For larger enterprises, it may be cost effective to hire a company to do a complete physical inventory of its IT assets.  The results of this physical inventory can be analyzed against the information acquired in the contract management activity and then analyzed against the company’s IT department’s system wide device finding software (i.e. Microsoft, HP Open system, and various other vendors).  The asset management team can then work to figure out the differences between the three systems, which should not be more than 15% of the total assets.

On the software side, there are many agent and agent-less products that can be put onto the company’s network to discover what is running on each piece of equipment the software can see.  With the data that is provided, analysis can take place between what is owned and what is being used.  You may find that through many projects over the years you now own, say, 15,000 licenses of a certain software, even though you only have 10,000 employees.  Action can be taken to cancel the annual maintenance on unused licenses and write-off the non-depreciated capital expenditure associated with the purchase of the software.  You may also find that you are under-licensed on certain software applications, so be prepared to have some expenditure offset the overall savings that will occur.

Stage 3:  Vendor Management; Are vendor promises being kept?

This portion of lifecycle management is the most subjective.  Measuring if a vendor is truly providing what they say they are is complicated.  Metrics and Key Performance Indicators (KPIs) need to be developed for each obligation each vendor has signed up for.

Example:  If a PC vendor makes the claim that your company will get 20% longer life from their product, as opposed to its competitor’s product, metrics and KPIs need to be developed so that the results can be reported on either monthly or quarterly.
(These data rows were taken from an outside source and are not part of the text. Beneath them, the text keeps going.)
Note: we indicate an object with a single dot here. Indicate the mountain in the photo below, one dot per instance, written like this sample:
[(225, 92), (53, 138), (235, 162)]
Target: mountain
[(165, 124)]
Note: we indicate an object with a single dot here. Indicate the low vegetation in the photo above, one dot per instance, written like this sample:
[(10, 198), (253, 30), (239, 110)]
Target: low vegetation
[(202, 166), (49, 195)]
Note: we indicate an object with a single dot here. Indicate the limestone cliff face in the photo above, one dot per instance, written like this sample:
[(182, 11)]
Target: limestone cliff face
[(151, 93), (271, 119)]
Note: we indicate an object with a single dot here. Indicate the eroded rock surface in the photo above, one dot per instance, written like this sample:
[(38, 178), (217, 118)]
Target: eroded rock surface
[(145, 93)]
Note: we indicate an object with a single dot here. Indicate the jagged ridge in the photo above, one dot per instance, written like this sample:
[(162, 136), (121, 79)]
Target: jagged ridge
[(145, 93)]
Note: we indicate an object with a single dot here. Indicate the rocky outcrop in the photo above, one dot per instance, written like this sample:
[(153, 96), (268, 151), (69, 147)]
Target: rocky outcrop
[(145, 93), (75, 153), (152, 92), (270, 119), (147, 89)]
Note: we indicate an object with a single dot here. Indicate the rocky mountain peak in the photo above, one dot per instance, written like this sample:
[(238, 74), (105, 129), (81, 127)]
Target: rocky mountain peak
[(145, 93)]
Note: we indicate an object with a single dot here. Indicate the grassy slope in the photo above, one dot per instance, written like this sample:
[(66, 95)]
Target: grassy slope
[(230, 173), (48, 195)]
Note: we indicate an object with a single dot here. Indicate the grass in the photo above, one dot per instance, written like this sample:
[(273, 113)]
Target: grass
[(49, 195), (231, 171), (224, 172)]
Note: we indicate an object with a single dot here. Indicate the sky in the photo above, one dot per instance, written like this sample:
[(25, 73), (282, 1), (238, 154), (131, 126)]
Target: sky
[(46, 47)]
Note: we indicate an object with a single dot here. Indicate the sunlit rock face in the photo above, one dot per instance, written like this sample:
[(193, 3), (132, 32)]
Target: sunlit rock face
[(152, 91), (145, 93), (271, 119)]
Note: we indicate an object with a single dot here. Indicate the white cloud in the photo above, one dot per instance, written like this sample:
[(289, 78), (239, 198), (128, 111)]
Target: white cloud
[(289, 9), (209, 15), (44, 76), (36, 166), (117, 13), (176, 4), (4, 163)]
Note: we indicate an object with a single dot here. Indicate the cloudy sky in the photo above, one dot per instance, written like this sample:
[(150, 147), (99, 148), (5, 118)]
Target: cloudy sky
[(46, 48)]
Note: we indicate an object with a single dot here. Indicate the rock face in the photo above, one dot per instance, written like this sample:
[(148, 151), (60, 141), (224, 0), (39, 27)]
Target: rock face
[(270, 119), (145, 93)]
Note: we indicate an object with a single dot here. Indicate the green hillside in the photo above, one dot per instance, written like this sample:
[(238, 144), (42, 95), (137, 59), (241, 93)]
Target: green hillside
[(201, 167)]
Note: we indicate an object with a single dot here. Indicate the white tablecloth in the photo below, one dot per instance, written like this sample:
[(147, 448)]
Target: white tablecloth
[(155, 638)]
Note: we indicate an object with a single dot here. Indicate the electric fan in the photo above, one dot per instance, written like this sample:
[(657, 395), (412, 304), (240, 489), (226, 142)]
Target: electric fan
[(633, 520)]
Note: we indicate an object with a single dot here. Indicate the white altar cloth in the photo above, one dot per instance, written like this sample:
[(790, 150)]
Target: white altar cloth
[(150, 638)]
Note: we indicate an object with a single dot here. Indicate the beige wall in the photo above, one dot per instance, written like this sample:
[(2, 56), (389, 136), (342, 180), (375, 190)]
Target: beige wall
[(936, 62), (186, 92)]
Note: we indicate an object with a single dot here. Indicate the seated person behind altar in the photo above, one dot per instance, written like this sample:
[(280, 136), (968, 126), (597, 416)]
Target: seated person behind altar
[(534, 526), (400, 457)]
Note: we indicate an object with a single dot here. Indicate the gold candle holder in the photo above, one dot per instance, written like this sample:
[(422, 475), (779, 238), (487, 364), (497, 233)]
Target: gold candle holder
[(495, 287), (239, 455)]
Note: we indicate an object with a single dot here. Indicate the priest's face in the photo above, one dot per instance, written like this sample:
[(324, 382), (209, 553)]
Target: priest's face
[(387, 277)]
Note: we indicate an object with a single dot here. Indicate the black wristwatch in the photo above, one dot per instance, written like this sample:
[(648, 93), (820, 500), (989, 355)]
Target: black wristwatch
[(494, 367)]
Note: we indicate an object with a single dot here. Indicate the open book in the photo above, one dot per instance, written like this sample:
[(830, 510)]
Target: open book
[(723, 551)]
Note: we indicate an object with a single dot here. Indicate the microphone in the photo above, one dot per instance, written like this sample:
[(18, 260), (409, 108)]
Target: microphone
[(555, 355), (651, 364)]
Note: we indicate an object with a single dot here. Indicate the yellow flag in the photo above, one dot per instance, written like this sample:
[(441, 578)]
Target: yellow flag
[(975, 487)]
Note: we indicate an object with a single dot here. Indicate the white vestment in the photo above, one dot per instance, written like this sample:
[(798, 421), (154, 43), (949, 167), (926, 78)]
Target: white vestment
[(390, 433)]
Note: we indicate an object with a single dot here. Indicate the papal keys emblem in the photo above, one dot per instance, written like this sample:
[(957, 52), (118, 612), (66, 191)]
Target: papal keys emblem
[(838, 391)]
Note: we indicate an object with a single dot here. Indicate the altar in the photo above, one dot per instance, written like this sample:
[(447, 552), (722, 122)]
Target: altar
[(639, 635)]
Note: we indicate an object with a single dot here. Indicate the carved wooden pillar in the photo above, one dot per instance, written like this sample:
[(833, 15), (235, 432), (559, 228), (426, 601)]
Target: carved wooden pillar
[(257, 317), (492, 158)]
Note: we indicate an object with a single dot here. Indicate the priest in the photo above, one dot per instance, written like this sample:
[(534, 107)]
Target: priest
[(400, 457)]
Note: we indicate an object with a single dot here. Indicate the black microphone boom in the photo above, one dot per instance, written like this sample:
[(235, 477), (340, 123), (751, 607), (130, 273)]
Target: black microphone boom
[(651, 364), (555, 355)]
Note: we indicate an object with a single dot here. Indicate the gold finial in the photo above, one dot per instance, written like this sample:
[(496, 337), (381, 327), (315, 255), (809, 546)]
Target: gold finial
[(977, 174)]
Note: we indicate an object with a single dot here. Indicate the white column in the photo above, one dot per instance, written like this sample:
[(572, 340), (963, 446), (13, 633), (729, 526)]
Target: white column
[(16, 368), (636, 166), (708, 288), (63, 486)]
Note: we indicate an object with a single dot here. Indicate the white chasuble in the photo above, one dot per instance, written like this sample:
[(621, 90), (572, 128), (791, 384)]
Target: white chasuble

Hopefully your analytics came to the conclusion that your vendor is living up to the agreement it signed, which is usually the case.  If the vendor is not living up to it obligations, there could be many reasons.  These reasons include:  1) scope of work was not completely known at time of signing, meaning that failure to live up to its obligations are partially the fault of the customer, and just as likely 2) the vendor made claims it could not live up to, just to get business .

There are many ways to report vendor management information.  I have found that the most effective way is a simple dashboard, a quartered one-page report that shows all pertinent financial, contractual, usage and service information.  Once approved by corporate powers, a scheduled meeting takes place and the findings are presented to the vendor.  If vendor is living up to contractual agreements, future strategy or other topics may be discussed.  If the vendor is not providing its obligations, a discussion of why will definitely occur, followed by ways in which improvement can be made.  This is not necessarily a bad conversation, new understanding of the relationship will definitely take place and the corporate relationship will become stronger though the process, as long as positive results ensue.


The steps listed above need to be tied together, resulting in an interface which brings all the information to a usable form. This is crucial.  Once this happens, the magic starts: managers are able to make informed decisions, leased equipment is returned on time (instead of having its monthly payment made for years on end) and overall, IT costs are minimized.  The company only pays for what it is using and at the end of the day, controlling costs while providing needed services, is the name of the game.